3 thoughts on “Batuque de Umbigada: tradição e identidade

  1. Caro Adelino.
    Texto que me ensinou e emocionou.
    Sua visão diferenciada sobre a vida com sua beleza e sofrimento, sua luta e necessidade de superação, o assombro que tantas vezes nos causa, é sempre uma referência importante para que eu entenda o intrincado caminho que temos que trilhar.
    A nação africana, sua história, seu sofrimento, sua luta.
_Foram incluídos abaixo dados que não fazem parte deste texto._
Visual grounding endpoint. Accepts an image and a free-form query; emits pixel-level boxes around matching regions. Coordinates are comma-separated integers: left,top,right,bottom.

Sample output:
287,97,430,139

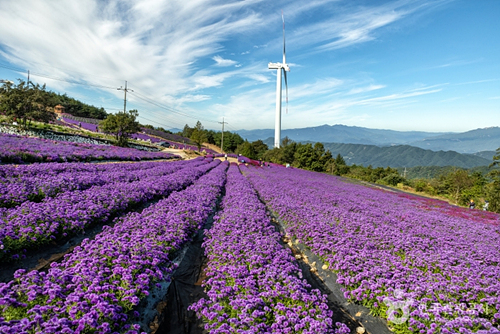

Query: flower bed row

Sua cultura, “suas tradições silenciadas”, sua beleza.
    Sabedoria.
    Obrigada por mais esse presente, Adelino.
    Abraço com afeto.

  2. Querida Zilma Bandel,

    É sempre um bom privilégio poder dialogar com você. Seus comentários são verdadeiras contribuições ao texto já escrito. Sua perspectiva de olhar configura-se como um valioso estímulo para prosseguirmos na dinâmica da escrita.

    Com amizade,

  3. O texto é mágico e mexe com nosso imaginário. Em determinado momento, consigo resgatar a presença do mestre João Chiarini ensinando-me sobre o poder e o valor do Folclore e sobre a magia dessa dança ritual. Consigo lembrar-me da grande obra de Josué Montello, ” Tambores de São Luiz” , como no texto dele dá para sentir o batuque.Parabéns, mestre Adelino.